Roger glanced in all directions. Dame Themis’s broadsword lay in the corner. Her balance-scales rested on the window ledge, although the daisy-chain and the garland of lilies had long since disintegrated and blown away.
“Good friar, you must set me free,” he gasped.
“The Brotherhood has been following your career with great interest,” the red monk said. “Alas, I’m afraid we are disappointed with your performance on the bench.”
“I’ve done nothing to deserve these chains,” Roger said, straining against the shackles.
“My employers disagree,” the dwarf chimed in.
“Did I bring an unconsidered populism to the Charles River Bridge decision?” Roger asked. “Is that it?”
The dwarf snickered. The red monk smirked.
“Perhaps I committed an error or two whilst serving on the bench,” Roger continued, “but I always held fast to my principles.”
“Dozens of errors,” the red monk said. “The first occurred the very week you were sworn in, when you decided that a greater good might come from ravishing Dame Themis.”
Anger and indignation boiled up in Roger’s blood. “That was your decision, not mine!”
“No, Judge Taney—yours.”
“You forced me to ravish her!” Roger cried.
“Shut up!” the dwarf demanded, and then, as if he doubted Roger’s ability to carry out the directive, he pulled a silk kerchief from his trousers and used it to render the Chief Justice mute.
Lantern in hand, the white monk strode into the bedchamber, accompanied by a middle-aged man dressed far too foppishly for his years: blue velvet dressing gown embroidered with golden peacocks, red calfskin slippers, pomaded curls.
The white monk pointed toward Roger and said, “Behold Apollo, avatar of wisdom and probity.”
“I was expecting someone younger,” the coxcomb said.
“Tonight you will learn exactly how it feels to violate Apollo,” the white monk informed the coxcomb, “that you might avoid such a lapse in your coming career.”
Roger made every effort to accuse the monks of deception, but the intervening kerchief turned his sentences into absurdities.
“How can a god be so elderly?” the coxcomb asked.
“Metaphysics rarely follows a predictable course.” The white monk installed his lant
ern on the nightstand and headed for the open door. “Cleave to the ritual, and all will be well,” he added, marching through the jamb.
“Apollo is a young man,” the coxcomb protested.
“Don’t be deceived by appearances,” the red monk said. “Your job is not to estimate Apollo’s age but to abuse his flesh as emphatically as possible.”
Roger tried to scream, You have no right!
The red monk pivoted ninety degrees and marched out of the room, taking his torch with him.
“As emphatically as possible,” echoed the coxcomb in a tone of consternation.
Roger wanted to shout, You must show pity!
“Might I make a suggestion?” the dwarf inquired.
“Indeed,” the coxcomb said.
Knock approached Dame Themis’s broadsword and, seizing the handle, brought it before the coxcomb. “What better way to violate Apollo than to excise his virility?”
Have mercy!
“To become a great judge, I shall do whatever is required of me,” the coxcomb told the dwarf.
Hear me, sir!
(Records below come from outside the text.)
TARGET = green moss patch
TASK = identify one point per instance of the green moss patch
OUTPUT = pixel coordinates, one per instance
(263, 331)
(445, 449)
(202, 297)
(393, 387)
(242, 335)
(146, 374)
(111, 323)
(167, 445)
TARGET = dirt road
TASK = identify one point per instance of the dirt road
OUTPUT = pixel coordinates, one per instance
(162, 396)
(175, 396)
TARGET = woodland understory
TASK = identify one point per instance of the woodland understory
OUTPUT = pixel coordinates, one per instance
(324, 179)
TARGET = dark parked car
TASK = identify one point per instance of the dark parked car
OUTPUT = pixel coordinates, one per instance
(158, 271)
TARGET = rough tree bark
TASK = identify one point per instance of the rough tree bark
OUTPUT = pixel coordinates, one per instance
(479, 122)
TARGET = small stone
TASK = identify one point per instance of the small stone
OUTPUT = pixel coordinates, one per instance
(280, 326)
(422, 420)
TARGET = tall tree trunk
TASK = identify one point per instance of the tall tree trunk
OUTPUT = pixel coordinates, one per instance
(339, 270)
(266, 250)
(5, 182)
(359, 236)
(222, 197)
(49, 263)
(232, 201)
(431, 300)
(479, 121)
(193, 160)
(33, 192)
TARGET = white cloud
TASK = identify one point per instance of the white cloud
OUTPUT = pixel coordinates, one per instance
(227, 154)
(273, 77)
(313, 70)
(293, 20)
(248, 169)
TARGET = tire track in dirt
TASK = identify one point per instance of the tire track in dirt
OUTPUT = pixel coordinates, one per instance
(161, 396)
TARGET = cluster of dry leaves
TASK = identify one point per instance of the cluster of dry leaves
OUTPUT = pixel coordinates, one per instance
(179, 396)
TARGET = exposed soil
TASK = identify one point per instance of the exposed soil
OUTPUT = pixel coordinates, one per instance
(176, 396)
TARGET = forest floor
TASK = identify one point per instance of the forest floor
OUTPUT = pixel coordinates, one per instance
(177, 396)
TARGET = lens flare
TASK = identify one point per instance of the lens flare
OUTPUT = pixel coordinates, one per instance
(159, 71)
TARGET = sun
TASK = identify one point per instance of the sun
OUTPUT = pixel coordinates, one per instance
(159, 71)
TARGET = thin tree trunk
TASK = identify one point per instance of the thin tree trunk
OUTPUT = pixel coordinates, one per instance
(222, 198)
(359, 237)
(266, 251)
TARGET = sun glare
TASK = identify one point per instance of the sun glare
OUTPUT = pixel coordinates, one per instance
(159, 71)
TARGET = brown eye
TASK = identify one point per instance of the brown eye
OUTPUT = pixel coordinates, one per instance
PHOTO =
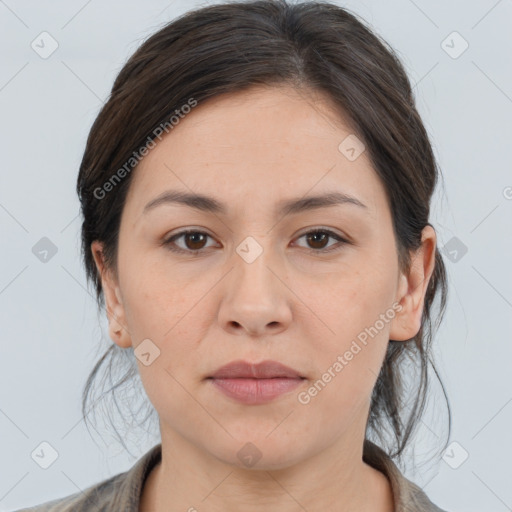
(193, 240)
(318, 240)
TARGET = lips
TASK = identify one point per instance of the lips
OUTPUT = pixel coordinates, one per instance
(255, 384)
(264, 370)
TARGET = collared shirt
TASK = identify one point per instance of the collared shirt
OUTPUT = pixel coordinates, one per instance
(122, 492)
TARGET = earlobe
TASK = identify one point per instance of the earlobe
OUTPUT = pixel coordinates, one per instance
(413, 288)
(118, 331)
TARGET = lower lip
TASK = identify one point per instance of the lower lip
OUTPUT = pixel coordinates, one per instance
(256, 391)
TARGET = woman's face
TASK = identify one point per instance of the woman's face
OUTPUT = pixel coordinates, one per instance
(252, 285)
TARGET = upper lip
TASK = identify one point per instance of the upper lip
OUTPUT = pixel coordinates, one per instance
(265, 370)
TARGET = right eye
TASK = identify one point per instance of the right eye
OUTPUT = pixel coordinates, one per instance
(194, 242)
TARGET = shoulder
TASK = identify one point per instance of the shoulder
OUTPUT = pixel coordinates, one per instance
(408, 496)
(96, 497)
(119, 492)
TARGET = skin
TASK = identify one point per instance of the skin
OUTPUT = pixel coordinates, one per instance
(251, 150)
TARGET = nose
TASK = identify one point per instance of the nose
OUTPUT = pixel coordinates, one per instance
(256, 301)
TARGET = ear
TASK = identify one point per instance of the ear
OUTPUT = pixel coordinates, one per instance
(412, 288)
(118, 331)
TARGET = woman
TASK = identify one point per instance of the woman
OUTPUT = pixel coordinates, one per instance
(255, 197)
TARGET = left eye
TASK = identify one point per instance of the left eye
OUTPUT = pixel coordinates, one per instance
(317, 237)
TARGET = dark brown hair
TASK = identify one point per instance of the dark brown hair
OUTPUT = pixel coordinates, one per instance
(315, 46)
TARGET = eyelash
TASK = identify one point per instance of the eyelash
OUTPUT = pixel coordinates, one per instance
(169, 243)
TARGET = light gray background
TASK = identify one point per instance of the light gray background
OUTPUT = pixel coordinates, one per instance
(50, 333)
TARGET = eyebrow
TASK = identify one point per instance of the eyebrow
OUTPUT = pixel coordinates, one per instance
(285, 207)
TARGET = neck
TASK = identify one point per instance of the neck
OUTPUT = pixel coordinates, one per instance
(187, 479)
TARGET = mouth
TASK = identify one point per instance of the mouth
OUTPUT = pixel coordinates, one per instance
(253, 384)
(265, 370)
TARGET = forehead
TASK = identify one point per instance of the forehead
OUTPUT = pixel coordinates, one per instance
(254, 148)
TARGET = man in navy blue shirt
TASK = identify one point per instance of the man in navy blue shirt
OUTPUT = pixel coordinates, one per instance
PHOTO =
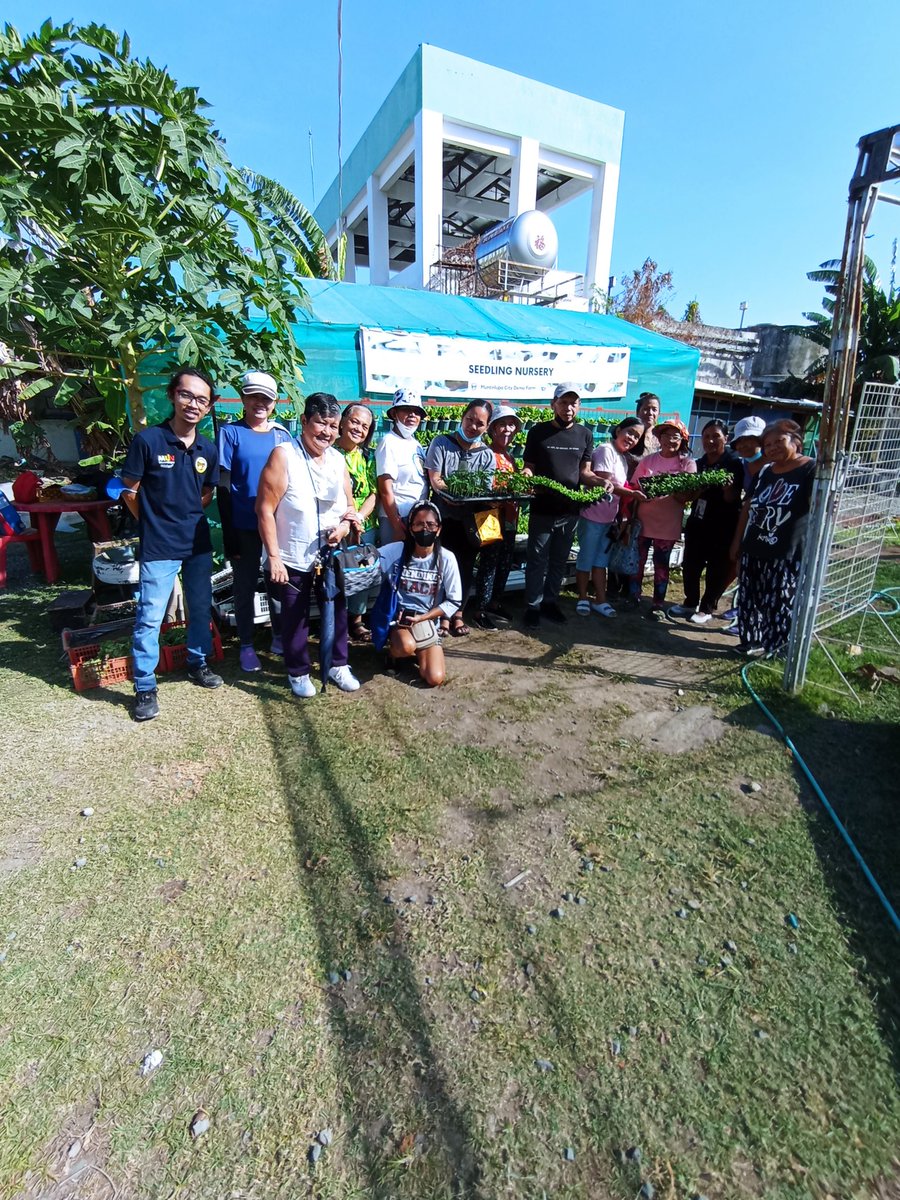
(561, 450)
(171, 472)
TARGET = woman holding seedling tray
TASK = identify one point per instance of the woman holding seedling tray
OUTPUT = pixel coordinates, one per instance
(661, 517)
(459, 453)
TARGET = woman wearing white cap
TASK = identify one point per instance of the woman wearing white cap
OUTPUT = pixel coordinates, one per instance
(244, 449)
(400, 467)
(496, 559)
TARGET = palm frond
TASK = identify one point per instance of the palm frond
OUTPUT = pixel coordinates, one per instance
(288, 217)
I am not a god! I am a citizen of the United States! I am a human being!
The coxcomb went to work, and when he was done the balance-scales of Dame Themis had achieved Platonic equipoise, both loads of equal weight and identical mass, each carriage in perfect harmony with the other.
In 1857, one year after Roger Taney wrote the majority opinion in Scott v. Sanford, Irene Emerson of Missouri remarried. Her new husband, Calvin Chaffee, was a devout abolitionist, and so the former Mrs. Emerson sold Dred Scott, his wife Harriet, and their two daughters to the sons of the late Peter Blow, Scott’s first owner.
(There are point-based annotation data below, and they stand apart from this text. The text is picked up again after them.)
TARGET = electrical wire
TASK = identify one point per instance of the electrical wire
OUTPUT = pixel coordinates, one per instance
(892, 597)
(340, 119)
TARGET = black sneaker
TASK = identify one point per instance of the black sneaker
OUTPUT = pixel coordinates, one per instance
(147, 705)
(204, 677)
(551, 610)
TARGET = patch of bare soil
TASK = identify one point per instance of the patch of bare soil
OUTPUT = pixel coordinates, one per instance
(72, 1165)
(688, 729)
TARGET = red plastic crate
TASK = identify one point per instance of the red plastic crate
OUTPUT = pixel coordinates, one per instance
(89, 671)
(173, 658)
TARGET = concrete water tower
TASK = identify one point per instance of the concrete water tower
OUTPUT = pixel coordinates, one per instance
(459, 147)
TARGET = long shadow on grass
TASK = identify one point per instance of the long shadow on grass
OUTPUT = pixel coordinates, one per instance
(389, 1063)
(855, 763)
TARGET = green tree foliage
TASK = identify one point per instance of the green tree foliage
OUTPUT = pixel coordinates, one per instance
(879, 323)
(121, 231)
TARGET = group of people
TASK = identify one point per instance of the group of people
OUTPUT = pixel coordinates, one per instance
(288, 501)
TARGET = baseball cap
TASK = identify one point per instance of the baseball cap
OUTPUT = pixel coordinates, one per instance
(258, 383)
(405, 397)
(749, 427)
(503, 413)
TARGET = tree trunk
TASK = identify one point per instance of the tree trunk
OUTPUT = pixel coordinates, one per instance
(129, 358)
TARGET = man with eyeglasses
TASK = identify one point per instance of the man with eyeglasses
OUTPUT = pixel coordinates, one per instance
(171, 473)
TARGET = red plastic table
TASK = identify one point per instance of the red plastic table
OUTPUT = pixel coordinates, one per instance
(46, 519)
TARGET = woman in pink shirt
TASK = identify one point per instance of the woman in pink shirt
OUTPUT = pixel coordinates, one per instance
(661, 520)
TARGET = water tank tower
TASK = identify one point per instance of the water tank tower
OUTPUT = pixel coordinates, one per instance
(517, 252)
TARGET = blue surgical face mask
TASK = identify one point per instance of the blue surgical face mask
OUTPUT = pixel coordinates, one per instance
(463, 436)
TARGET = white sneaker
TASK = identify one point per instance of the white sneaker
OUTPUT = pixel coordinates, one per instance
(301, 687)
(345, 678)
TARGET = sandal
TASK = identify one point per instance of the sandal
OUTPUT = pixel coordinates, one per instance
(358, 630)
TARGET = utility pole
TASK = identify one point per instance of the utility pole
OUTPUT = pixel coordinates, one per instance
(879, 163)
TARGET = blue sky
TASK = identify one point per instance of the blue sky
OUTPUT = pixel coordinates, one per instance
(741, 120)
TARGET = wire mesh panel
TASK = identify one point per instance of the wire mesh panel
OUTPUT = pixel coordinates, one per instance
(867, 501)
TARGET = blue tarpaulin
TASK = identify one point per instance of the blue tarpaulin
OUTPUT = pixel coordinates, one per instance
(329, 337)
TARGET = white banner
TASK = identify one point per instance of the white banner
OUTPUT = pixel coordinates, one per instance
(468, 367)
The Blow brothers, childhood friends of Scott’s who had paid his legal fees over the years, immediately manumitted the African and his family. For nine months, the interval of a human gestation, Dred Scott lived a free man in the city of St. Louis, succumbing to tuberculosis at the age of fifty-nine.
Initially Scott’s remains were laid to rest in Wesleyan Cemetery, but in 1867 the burial ground was closed and his body placed beneath a blank slab in Section 1, Lot No. 177 of Calvary Cemetery. A commemorative marker was added in 1957, giving the facts in the case, and the grave now bears an inscription: “In memory of a simple man who wanted to be free.”